Returns health data dictionary: scada_connected, scada_connection_state, total_clients, total_tags, total_operations, average_success_rate.

1.2 Detailed Health Check (DetailedHealthCheckService)

CheckHealthAsync() performs an active probe:

  1. Checks IsConnected — returns Unhealthy if not connected.
  2. Reads a test tag (default System.Heartbeat).
  3. If test tag quality is not Good — returns Degraded.
  4. If test tag timestamp is older than 5 minutes — returns Degraded (stale data detection).
  5. Otherwise returns Healthy.

2. Performance Metrics

2.1 Tracking

PerformanceMetrics uses a ConcurrentDictionary<string, OperationMetrics> to track operations by name.

Operations tracked: Read, ReadBatch, Write, WriteBatch (recorded by ScadaGrpcService).

2.2 Recording

Two recording patterns:

  • RecordOperation(name, duration, success) — explicit recording.
  • BeginOperation(name) — returns an ITimingScope (disposable). On dispose, automatically records duration (via Stopwatch) and success flag (set via SetSuccess(bool)).

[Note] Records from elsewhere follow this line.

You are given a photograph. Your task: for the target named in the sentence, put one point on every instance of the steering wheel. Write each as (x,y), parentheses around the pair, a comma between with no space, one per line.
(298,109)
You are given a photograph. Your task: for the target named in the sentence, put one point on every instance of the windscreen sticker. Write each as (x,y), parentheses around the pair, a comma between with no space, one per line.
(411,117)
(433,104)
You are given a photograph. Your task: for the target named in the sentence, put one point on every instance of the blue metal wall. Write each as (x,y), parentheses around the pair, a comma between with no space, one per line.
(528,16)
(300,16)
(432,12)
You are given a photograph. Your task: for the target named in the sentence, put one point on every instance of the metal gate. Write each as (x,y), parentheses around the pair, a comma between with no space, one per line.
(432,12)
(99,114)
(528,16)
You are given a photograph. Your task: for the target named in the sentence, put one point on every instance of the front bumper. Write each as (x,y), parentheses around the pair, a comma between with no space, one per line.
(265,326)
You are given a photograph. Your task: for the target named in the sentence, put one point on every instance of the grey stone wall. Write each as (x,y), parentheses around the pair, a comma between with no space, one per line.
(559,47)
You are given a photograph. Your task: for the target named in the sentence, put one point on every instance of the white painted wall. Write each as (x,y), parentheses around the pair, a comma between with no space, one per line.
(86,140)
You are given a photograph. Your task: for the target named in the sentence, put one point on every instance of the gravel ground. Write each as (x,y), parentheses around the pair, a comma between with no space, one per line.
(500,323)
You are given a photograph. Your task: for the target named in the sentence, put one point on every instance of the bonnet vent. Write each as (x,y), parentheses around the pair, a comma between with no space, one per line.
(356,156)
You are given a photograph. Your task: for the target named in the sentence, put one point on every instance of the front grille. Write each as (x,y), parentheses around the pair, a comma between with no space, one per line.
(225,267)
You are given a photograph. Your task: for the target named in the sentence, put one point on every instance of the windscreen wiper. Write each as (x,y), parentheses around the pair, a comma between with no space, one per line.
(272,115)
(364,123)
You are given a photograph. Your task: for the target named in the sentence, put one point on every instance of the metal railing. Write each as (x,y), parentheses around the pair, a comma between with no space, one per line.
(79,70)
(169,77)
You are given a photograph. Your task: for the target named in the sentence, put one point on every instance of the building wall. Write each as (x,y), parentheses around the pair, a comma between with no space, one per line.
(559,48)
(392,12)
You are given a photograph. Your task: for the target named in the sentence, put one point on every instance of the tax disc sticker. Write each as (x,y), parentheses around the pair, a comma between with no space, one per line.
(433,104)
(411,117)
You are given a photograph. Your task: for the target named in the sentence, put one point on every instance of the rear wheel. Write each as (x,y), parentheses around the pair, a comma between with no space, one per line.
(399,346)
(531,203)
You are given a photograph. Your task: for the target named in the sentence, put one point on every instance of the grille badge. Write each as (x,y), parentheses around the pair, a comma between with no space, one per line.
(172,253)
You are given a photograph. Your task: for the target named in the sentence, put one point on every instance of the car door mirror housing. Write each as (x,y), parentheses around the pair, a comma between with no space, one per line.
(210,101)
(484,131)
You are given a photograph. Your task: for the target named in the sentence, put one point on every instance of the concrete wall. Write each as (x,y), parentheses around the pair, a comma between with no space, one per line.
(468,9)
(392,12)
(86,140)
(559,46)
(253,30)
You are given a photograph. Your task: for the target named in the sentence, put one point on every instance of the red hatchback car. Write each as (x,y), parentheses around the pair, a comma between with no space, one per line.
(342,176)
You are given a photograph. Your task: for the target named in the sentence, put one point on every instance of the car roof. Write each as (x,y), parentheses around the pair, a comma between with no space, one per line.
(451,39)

2.3 Per-Operation Statistics

OperationMetrics maintains:

  • _totalCount, _successCount — running counters.
  • _totalMilliseconds, _minMilliseconds, _maxMilliseconds — latency range.
  • _durations — rolling buffer of up to 1000 latency samples for percentile calculation.

MetricsStatistics snapshot:

  • TotalCount, SuccessCount, SuccessRate (percentage).
  • AverageMilliseconds, MinMilliseconds, MaxMilliseconds.
  • Percentile95Milliseconds — calculated from sorted samples at the 95th percentile index.

2.4 Periodic Reporting

A timer fires every 60 seconds, logging a summary of all operation metrics to Serilog.

3. Status Web Server

3.1 Server

StatusWebServer uses HttpListener on http://+:{Port}/ (default port 8080).

  • Starts an async request-handling loop, spawning a task per request.
  • Graceful shutdown: cancels the listener, waits 5 seconds for the listener task to exit.
  • Returns HTTP 405 for non-GET methods, HTTP 500 on errors.

3.2 Endpoints

Endpoint Method Response
/ GET HTML dashboard (auto-refresh every 30 seconds)
/api/status GET JSON status report (camelCase)
/api/health GET Plain text OK (200) or UNHEALTHY (503)

3.3 HTML Dashboard

Generated by StatusReportService:

  • Bootstrap-like CSS grid layout with status cards.
  • Color-coded status: green = Healthy, yellow = Degraded, red = Unhealthy/Error.
  • Operations table with columns: Count, SuccessRate, Avg/Min/Max/P95 milliseconds.
  • Service metadata: ServiceName, Version (assembly version), connection state.
  • Subscription stats: TotalClients, TotalTags, ActiveSubscriptions.
  • Auto-refresh via <meta http-equiv="refresh" content="30">.
  • Last updated timestamp.

3.4 JSON Status Report

Fully nested structure with camelCase property names:

  • Service metadata, connection status, subscription stats, performance data, health check results.

Dependencies

  • MxAccessClientIsConnected, ConnectionState for health checks; test tag read for detailed check.
  • SubscriptionManager — subscription statistics.
  • PerformanceMetrics — operation statistics for status report and health evaluation.
  • ConfigurationWebServerConfiguration for port and prefix.

Interactions

  • GrpcServer populates PerformanceMetrics via timing scopes on every RPC.
  • ServiceHost creates all health/metrics/status components at startup and disposes them at shutdown.
  • External monitoring systems can poll /api/health for availability checks.